Stopnet loss got high and not reducing / dataset change

Hello everyone!

Since I’ve got limited hardware and I want to speed up training as much as I can, I first pretrain tts on short utterances, and then I change the dataset (same speaker) to the one with longer utterances (and smaller batch size).
The thing is, the stopnet got much worse and seems like it’s not going to be improved. I use separate stopnet. Here what plots look like:

Is there any way it can be fixed? Can I somehow increase LR of stopnet or freeze the Tacotron’s weight for a while?

Thank you!!

I’d check longer samples if they have silence at the end and how long this offset is. There might be a difference b/w short and long samples and this affects stopnet after you switch.

They have no silence on the end, indeed! I’ve checked all records, they have like 0.1 - 0.2 sec silence on the end.
According to the attention plots, attention is also struggling. If listen to the eval and test audios, they usually end with a silence, like multiple seconds.


How is the performance when testing it in novel sentences? I think it is overfitting looking at the graphs, but I might be wrong. But the alignment graph also does not seem that it is capturing a lot of information.

@georroussos
it depends. Some are good, some are bad. The thing is, I used multiple sentences at once in dataset. On the small dataset there were primarily one-sentence utterances, and now it’s mostly multiple-sentence utterances. It does impact the performance. Anything I can do about it?

all test files are multisentence. But it skips last sentences from some of them.

@erogol May it help to train stopnet NOT separately?

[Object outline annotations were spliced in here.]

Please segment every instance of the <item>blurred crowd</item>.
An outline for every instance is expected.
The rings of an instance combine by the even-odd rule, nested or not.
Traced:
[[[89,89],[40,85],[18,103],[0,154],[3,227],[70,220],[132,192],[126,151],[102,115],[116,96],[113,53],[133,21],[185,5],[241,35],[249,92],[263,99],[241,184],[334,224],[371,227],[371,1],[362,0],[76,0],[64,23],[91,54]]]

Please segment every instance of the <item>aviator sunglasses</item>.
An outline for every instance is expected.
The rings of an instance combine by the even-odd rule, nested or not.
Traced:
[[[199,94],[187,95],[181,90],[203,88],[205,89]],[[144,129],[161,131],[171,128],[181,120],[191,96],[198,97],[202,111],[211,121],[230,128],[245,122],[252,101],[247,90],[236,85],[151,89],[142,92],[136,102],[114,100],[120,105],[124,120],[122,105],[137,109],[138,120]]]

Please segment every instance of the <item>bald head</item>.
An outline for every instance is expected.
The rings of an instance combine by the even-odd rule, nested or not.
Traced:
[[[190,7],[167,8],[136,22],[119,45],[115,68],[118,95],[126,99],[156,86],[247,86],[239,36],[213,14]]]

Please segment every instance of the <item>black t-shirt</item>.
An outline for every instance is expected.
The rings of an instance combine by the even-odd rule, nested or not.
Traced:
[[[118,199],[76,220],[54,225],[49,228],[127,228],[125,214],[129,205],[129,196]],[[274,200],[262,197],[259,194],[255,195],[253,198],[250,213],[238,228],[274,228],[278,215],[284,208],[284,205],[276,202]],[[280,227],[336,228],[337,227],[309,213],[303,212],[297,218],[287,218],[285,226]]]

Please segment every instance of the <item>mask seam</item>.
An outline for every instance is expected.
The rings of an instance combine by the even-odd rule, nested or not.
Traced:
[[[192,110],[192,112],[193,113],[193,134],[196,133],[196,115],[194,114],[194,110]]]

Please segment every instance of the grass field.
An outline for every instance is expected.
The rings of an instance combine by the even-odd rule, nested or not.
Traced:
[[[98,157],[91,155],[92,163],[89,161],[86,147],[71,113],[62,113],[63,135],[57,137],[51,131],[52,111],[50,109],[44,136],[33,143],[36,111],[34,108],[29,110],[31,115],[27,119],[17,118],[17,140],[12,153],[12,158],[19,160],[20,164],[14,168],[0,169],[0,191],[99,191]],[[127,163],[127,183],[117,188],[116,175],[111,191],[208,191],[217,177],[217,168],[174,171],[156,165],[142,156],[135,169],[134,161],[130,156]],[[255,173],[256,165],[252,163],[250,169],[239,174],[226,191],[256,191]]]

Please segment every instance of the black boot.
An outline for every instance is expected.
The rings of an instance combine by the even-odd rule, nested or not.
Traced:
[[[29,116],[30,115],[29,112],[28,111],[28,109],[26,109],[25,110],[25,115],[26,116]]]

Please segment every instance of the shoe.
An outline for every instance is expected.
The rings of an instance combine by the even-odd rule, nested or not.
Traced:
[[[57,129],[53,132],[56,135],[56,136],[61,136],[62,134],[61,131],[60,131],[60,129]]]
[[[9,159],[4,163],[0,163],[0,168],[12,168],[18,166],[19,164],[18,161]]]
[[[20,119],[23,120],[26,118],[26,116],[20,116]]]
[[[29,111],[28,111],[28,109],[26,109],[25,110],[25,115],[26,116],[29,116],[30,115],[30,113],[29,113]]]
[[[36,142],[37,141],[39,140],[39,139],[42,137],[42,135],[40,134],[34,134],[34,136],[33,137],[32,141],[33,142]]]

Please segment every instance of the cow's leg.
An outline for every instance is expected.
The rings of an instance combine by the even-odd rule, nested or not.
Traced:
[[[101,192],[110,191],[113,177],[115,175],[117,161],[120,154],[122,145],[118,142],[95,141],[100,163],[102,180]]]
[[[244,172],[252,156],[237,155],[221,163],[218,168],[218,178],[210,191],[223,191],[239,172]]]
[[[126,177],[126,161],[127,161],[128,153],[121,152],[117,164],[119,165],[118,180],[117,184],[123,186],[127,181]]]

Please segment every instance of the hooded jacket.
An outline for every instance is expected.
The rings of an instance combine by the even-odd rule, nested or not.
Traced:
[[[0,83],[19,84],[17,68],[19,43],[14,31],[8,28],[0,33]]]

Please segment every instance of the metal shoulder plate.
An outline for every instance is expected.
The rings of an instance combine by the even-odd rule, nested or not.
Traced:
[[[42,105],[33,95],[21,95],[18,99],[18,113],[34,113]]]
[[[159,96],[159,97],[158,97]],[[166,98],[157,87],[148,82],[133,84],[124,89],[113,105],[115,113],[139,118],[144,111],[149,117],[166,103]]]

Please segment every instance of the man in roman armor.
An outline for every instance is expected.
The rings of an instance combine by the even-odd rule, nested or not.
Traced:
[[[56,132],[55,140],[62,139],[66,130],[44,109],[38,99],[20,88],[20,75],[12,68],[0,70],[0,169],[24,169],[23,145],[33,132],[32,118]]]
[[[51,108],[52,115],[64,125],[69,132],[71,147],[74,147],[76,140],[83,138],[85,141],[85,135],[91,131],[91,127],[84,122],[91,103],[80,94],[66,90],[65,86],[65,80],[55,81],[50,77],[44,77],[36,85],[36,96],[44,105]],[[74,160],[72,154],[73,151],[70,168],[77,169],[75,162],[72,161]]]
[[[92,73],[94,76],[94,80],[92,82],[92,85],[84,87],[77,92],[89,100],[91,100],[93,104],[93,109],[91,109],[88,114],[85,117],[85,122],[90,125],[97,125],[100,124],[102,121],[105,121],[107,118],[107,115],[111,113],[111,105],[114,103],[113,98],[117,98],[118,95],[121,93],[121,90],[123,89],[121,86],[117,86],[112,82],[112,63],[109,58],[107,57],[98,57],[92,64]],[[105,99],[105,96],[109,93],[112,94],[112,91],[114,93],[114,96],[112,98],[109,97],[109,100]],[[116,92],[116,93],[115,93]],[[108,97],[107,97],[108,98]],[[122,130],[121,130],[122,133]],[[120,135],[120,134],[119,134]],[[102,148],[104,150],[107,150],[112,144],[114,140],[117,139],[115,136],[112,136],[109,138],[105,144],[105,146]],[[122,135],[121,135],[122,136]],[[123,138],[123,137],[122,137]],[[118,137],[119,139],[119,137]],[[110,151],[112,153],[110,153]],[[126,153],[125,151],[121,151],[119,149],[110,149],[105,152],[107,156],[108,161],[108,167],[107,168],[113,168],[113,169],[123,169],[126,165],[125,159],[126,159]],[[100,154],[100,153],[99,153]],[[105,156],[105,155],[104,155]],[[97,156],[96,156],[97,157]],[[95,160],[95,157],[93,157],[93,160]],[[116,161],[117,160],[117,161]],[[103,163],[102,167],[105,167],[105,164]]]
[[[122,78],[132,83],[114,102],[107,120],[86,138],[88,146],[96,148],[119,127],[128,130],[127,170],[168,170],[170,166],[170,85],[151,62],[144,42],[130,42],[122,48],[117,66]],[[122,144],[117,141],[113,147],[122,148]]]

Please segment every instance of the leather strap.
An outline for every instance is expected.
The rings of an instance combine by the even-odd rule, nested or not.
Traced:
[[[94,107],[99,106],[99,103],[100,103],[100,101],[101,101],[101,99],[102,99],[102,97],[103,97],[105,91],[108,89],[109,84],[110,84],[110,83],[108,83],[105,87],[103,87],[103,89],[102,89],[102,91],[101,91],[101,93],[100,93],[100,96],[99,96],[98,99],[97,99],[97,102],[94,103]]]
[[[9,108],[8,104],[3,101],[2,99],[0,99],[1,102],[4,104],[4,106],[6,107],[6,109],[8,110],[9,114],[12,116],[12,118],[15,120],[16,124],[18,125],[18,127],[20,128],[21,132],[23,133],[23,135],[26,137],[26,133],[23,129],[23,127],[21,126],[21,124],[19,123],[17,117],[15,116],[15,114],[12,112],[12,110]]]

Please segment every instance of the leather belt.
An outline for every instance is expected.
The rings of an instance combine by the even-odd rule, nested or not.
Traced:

Okay, if stopnet is the only problem, you can try not training it when you restore the model that has been trained on smaller utterances. Generally, silences are not very good for attention. If what you want is for the TTS to sound natural in between sentences, pairs (two sentences at most per wav) are enough for the TTS to pick up on silence modelling. I imagine my workflow in your position would be to first evaluate the quality of the training set (sound and content, e.g. if transcriptions match what is spoken). After that, do what you did and train on the short sentences. And after this is robust enough, train on a dataset that has at most two sentences per wav file and the silence between them is not longer than 0.100 secs. Also, take care that all other silences are short (while the speaker is talking).

@georroussos Thank you!
But how do I freeze weight for the stopnet and train the rest of the tacotron only?